I would like to add that one technique that seems to have worked well on my sites is to add an extra page just for the purpose of bolstering the rankings of an existing page. What I do is put related content on the new page, including the targeted keywords, then link it to the main page. Sometimes I've even been able to bolster several existing pages with a single new page.
When we discuss PR transfer, we often think about it as a one-time vote from page A to page B. But in reality PageRank is an iterated calculation, around and around the web. A lot of the "big effects" we tend to look for when we use the simplified mental model get mellowed in reality out by the iteration.
I think that the "more pages of targeted content" approach is currently showing even better returns. One of the targets of Mayday was individual pages that happened to rank, in contrast with "sites" that were relevant (they hoped).

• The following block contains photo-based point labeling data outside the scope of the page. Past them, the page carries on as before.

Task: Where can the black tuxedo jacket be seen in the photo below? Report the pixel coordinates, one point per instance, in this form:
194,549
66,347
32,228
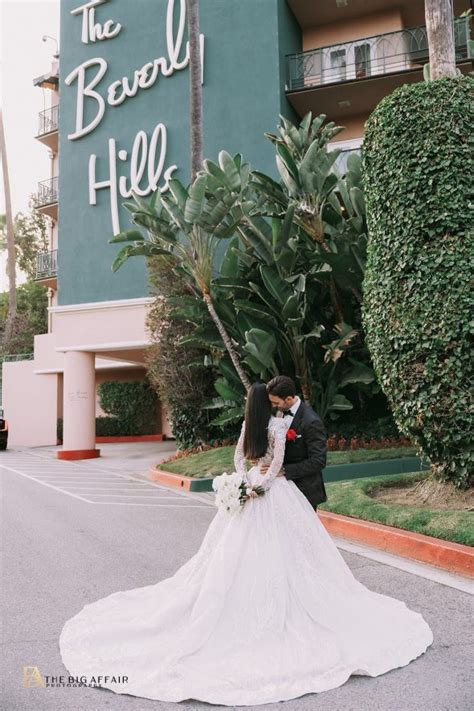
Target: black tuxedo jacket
305,457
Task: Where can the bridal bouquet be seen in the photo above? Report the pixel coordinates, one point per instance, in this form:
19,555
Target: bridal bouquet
232,491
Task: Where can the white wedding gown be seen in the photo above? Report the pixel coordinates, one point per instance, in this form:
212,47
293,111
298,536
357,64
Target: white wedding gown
266,610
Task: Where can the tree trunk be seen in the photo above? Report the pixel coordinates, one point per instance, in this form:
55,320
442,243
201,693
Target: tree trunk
227,341
11,265
195,88
440,31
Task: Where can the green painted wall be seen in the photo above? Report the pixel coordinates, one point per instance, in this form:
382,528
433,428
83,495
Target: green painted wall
244,73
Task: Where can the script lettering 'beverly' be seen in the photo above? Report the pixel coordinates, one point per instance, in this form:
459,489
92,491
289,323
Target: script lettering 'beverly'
143,78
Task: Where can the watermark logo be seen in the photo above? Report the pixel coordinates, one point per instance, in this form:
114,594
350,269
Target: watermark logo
32,678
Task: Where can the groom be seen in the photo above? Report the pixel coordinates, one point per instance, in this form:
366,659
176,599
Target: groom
306,446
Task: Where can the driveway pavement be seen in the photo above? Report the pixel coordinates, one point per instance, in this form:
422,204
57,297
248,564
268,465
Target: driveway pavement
73,532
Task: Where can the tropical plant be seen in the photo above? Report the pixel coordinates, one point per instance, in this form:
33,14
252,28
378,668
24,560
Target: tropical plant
287,295
185,226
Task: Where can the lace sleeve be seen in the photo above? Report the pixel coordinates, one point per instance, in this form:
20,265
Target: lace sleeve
239,457
279,443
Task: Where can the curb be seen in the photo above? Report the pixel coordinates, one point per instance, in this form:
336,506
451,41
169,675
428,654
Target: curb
130,438
185,483
445,555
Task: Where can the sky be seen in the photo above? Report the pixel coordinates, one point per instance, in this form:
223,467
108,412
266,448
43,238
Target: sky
23,57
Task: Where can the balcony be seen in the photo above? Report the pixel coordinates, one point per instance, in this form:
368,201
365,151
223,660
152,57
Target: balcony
46,199
350,78
47,268
48,127
340,164
310,14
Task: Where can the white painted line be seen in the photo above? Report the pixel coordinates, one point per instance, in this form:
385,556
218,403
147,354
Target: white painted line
424,570
130,477
151,495
75,496
170,506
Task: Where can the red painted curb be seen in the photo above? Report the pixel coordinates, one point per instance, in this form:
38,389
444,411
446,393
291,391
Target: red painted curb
78,453
131,438
446,555
453,557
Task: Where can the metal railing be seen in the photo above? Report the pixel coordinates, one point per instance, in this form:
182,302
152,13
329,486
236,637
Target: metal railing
370,56
47,192
46,264
48,120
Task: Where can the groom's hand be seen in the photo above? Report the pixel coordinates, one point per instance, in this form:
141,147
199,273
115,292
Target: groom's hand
264,469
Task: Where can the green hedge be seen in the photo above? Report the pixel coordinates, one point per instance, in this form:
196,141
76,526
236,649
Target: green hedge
105,427
134,404
418,166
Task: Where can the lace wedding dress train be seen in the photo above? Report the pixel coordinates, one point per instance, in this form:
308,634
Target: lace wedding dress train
266,610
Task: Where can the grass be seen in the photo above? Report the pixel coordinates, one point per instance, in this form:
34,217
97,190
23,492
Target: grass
352,498
215,461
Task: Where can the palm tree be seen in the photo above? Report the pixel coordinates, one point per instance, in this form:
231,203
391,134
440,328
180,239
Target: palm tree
439,27
195,88
11,263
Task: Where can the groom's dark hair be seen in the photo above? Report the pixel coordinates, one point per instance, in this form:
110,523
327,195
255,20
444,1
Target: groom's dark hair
281,386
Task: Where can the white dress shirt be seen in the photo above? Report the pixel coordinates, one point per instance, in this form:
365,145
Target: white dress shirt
289,415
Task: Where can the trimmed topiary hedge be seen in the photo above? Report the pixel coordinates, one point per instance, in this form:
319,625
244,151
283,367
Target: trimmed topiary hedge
418,176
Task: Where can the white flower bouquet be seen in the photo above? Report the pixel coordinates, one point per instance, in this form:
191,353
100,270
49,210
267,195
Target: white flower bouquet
232,491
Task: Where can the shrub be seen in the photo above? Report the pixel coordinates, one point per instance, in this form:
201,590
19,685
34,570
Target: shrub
417,167
134,404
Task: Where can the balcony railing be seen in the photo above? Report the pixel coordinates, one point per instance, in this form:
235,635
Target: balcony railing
48,120
47,192
47,264
369,57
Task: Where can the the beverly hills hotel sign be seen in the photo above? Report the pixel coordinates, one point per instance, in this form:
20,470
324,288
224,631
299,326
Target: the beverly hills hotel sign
146,160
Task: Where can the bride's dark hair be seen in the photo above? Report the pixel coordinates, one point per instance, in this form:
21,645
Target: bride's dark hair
258,410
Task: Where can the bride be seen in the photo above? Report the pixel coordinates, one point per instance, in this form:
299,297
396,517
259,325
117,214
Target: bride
266,610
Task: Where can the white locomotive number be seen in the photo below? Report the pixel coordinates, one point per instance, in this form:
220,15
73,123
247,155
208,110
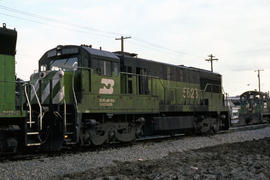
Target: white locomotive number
108,86
192,93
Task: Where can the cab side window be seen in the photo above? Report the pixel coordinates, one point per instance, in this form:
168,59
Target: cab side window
105,67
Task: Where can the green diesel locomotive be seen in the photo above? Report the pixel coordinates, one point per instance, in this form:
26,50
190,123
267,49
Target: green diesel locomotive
87,96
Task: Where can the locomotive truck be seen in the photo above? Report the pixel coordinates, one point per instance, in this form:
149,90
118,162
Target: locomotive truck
87,96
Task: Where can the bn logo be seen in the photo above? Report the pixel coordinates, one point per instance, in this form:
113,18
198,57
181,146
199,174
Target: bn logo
108,86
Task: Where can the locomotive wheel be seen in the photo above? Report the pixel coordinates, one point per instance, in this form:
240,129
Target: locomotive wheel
110,132
51,135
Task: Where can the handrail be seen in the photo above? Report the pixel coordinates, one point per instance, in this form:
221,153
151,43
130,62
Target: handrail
30,108
73,90
29,105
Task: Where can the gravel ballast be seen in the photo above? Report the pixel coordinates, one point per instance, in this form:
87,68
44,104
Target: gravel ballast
46,168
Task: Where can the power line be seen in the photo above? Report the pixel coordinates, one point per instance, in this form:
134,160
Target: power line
53,20
211,59
78,28
259,78
122,41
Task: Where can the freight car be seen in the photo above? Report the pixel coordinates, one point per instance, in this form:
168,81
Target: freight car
255,108
87,96
12,116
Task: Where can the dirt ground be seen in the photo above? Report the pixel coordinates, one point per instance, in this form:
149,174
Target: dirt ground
247,160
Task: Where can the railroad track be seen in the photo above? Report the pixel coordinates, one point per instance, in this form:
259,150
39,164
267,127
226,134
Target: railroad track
31,155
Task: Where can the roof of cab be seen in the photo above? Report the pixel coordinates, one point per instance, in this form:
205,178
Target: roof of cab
98,52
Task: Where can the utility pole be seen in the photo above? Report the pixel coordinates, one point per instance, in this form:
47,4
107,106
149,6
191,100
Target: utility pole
122,41
259,78
211,59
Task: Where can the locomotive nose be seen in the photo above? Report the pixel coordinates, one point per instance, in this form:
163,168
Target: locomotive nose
49,87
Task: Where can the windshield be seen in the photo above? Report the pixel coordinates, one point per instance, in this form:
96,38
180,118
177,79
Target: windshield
67,64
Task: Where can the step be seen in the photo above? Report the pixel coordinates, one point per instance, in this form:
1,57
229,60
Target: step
69,133
32,133
32,122
33,144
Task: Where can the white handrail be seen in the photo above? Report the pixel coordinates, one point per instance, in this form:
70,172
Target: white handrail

Seeing more on-topic pages for a given search could well be one of those site-wide factors.
When I'm assessing how easy it will be for a site to compete, I often look at who's ranking right now and do a search like [site:example.com keyword]. If a site has a section of 1,000 targeted pages, then competing with it can rake a lot of content development!

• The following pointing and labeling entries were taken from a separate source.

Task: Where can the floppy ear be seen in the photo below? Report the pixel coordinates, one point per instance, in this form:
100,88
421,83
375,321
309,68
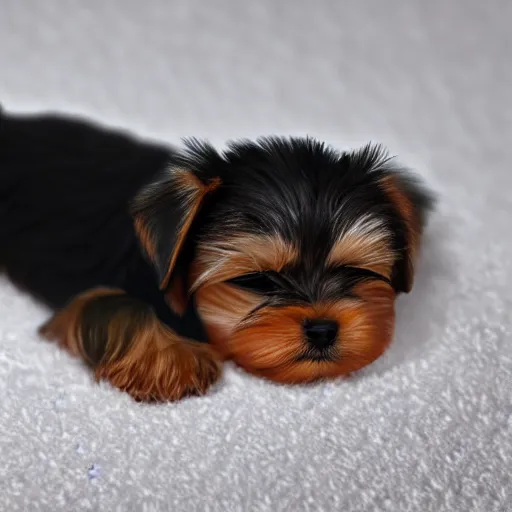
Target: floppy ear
413,203
163,215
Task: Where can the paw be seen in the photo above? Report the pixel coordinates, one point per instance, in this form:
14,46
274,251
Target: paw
167,374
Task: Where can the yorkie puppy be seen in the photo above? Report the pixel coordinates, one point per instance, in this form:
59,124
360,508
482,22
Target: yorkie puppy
285,255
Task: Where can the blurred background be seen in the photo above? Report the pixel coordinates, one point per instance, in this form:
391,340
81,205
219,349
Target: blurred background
426,428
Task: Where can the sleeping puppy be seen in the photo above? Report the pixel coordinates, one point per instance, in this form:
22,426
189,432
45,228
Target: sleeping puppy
283,254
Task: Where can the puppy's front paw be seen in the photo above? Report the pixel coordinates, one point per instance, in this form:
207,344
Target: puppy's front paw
164,374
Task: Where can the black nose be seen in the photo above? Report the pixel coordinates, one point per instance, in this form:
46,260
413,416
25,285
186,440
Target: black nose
321,333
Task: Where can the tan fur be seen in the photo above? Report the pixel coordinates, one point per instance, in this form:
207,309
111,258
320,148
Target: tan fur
225,259
270,344
414,230
193,192
366,245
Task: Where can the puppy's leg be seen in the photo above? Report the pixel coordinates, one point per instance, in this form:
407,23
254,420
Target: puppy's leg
123,341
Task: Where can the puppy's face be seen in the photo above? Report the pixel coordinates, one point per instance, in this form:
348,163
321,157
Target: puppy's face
296,253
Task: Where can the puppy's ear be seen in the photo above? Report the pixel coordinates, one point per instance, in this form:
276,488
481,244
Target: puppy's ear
163,215
413,203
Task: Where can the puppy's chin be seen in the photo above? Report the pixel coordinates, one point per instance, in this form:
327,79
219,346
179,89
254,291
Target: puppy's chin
271,342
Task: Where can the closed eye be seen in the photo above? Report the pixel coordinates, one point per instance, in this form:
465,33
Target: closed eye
258,282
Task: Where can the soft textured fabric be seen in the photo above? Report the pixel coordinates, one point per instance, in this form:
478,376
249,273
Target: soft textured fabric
426,428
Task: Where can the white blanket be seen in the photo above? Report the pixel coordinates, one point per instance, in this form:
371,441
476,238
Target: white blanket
426,428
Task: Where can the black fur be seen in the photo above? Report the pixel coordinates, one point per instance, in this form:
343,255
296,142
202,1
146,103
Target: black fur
67,188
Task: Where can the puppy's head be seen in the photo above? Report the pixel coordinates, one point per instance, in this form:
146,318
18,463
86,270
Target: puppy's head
294,253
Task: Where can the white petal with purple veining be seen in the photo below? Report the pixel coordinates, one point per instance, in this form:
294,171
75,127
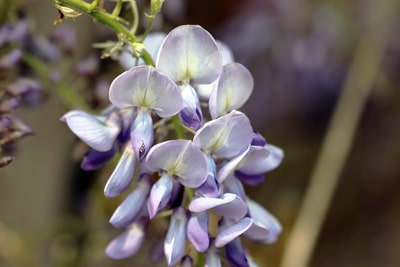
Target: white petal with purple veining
234,87
127,244
180,158
229,205
212,258
160,194
142,134
147,88
190,53
227,169
227,234
226,136
266,227
174,245
261,159
197,231
132,205
93,130
122,174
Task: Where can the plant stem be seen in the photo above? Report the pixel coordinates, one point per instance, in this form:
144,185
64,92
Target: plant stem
107,19
340,135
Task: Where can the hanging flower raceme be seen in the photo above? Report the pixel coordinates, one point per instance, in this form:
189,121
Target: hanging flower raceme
190,171
197,60
148,91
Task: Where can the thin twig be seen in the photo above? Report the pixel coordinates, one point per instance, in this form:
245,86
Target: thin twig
341,130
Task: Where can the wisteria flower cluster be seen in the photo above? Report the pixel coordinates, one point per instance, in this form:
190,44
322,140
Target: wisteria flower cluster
16,86
187,149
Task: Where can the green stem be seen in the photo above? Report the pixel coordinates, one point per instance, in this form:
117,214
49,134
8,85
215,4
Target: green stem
135,14
107,19
94,4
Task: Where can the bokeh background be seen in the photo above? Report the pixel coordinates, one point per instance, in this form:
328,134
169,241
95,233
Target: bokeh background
300,53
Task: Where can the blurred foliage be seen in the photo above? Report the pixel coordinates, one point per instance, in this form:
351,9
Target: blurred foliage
299,53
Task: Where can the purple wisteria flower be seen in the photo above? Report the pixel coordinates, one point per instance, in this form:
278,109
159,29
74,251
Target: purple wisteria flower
190,171
176,161
197,60
146,90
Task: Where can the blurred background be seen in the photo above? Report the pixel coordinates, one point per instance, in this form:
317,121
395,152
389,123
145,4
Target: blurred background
300,54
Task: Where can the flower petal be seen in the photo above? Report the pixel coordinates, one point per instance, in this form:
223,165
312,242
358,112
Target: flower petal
122,174
227,234
180,158
174,245
234,87
194,54
226,52
212,258
264,220
160,194
228,168
230,205
261,159
93,130
147,88
95,159
236,254
142,134
190,114
252,180
197,231
132,205
127,244
226,136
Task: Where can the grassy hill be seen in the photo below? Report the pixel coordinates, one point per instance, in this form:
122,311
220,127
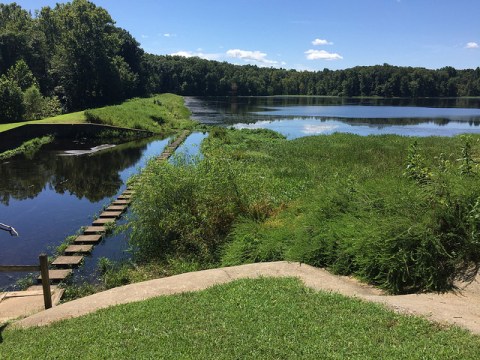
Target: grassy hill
246,319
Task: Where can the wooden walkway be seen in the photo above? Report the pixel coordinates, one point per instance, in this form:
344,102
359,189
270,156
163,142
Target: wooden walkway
73,256
82,245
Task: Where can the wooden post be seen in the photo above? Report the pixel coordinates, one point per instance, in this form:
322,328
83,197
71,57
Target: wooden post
47,295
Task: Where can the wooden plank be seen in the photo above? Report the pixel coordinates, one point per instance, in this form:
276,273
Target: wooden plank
124,197
121,202
74,249
73,260
103,221
89,239
58,275
116,208
111,214
11,294
89,230
19,268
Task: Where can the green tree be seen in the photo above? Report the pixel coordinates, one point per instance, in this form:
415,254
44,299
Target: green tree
11,101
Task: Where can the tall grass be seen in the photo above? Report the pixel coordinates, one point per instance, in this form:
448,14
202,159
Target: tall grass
159,114
400,215
28,148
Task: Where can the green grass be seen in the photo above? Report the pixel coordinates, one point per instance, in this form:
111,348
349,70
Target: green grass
402,218
159,114
29,147
251,319
72,118
163,114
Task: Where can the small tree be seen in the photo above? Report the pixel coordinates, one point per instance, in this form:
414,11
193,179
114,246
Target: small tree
34,103
12,107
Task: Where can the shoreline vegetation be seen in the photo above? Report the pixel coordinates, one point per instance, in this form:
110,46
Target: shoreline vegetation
28,148
400,213
161,114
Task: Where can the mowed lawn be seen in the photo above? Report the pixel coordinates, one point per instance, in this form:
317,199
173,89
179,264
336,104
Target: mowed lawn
246,319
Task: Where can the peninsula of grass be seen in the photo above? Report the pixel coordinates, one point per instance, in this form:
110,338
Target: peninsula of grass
246,319
71,118
162,114
400,213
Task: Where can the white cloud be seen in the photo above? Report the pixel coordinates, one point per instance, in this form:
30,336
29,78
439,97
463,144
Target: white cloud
321,42
322,55
197,54
247,55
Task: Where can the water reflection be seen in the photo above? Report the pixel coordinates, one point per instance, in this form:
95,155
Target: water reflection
93,176
50,196
301,116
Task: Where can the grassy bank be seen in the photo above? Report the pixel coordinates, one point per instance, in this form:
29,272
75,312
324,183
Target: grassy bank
398,212
28,147
163,114
265,318
71,118
159,114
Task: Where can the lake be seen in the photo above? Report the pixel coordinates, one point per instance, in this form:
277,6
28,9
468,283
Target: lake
303,116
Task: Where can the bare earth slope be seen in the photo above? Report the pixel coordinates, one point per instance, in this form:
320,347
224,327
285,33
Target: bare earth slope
461,308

|I'd bet my bottom dollar that Google moved on from pagerank long ago. |
PageRank is now just one factor of many, but I think it's still an important factor. I believe they've changed a bit how exactly the value is distributed out to links...based on the link location on the page, css visibility, etc...but I've not seen anything that indicates that it's not still a major part of the overall algorithm.
I think the value of having the potential to rank for more different keywords, the increased relevance gained by having more content on the keywords you already have, and the potential to generate links to new content far outweighs any PR dilution you may experience.
When I have added large amounts of content all at once, it has not noticeably decreased my rankings for main category keywords.